Hmmm… That was all a bit maudlin. Caught off guard, I guess. Old triggers, and sadness. Wasn’t supposed to sound so melodramatic. Re-read last night’s post again in the fresh, beautiful, winter’s sunlight. I never want to be woe-is-me, that’s not who I am. But we all have moments when our history collides with our present and the words of someone we trusted can connect with old wounds.
I am a strong woman. And sometimes that means I am a victim of my own success; it can mean that others do not see how much we may want to be looked after for a change, or be given permission to relax, or take the weight off our shoulders every now and again. It is a little exhausting being so staunch. And it means people in our lives sometimes have to put in a little effort. Use a different set of skills. Have patience. To find our softness.
I look at my close female friends, and wonder at their strength. They are a beautiful mix of energy and wisdom and inner-resource. Business Women of the Year, each one. Mothers, and partners, and community leaders. Over-achievers, financially solvent, and accessing great opportunities. And I am in awe of them. They are my heroines now. They are the ones that stand tall and strong, even as the avalanche of life’s rubble falls down around their ears. The inevitable tumbling rain of heartache and hardship. They are my examplars. And they have helped me realise it is ok to be a woman of substance. Of intelligence and independence.
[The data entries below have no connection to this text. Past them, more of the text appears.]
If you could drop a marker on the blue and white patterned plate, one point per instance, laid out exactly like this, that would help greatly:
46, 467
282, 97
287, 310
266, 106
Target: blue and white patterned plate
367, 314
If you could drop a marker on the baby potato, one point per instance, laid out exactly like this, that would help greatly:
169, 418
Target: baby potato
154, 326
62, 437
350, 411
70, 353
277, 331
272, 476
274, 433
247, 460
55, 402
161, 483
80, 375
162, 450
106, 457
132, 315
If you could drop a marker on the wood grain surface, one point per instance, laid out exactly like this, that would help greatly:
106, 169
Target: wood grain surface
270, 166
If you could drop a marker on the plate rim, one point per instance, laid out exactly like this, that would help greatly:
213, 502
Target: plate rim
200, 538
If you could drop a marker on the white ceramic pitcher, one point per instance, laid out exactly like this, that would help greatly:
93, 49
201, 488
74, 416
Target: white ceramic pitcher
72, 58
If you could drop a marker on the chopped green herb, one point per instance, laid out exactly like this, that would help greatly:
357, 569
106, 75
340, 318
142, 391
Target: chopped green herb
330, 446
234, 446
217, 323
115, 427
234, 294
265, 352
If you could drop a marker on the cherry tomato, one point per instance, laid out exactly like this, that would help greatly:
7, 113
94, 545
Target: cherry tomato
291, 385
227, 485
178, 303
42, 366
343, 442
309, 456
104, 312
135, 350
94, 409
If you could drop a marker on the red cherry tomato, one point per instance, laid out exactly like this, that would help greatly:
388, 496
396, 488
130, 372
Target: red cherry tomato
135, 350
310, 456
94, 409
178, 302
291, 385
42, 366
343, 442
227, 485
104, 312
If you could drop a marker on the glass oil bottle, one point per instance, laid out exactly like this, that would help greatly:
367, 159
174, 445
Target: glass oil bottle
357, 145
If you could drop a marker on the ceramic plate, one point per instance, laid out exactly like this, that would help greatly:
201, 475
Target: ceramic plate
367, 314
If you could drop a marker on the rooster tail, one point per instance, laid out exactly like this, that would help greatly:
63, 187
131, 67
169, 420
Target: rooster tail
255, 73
But I also see them in their quiet, lost, moments. When their eyes tell me what they cannot say; that they need help, or love, or a silent person in the background giving support, asking nothing in return. They don’t need someone to fix or assemble… just someone to carry a little of the load for a few paces. They will not ask for it. They simply trudge through the rocky parts. And you know what else they all have in common? These women from different countries, and backgrounds, and education? They each put on their happy face to the outside world, whether they are feeling it or not. They don’t make excuses, they are self-aware enough to know that’s what it takes. But none of them will let you see them break.
So while I love my girls dearly, I am learning from them too. I am learning to ask for help. To let people in. To take a risk on a man’s word. To trust that if I let myself bend a little to make room for those I respect and am attracted to, then maybe, just maybe… one of them will see through the bluster and tough exterior and reach out a hand to steady me on my way. To accept my past, to embrace my passion, laugh at my outspoken, rambly nonsense. Give me some rein. Understand that humour is my coping strategy. But he is going to have to be strong too. Because I will never be the pretty, feminine, unquestioning, woman that boys’ dreams are made of.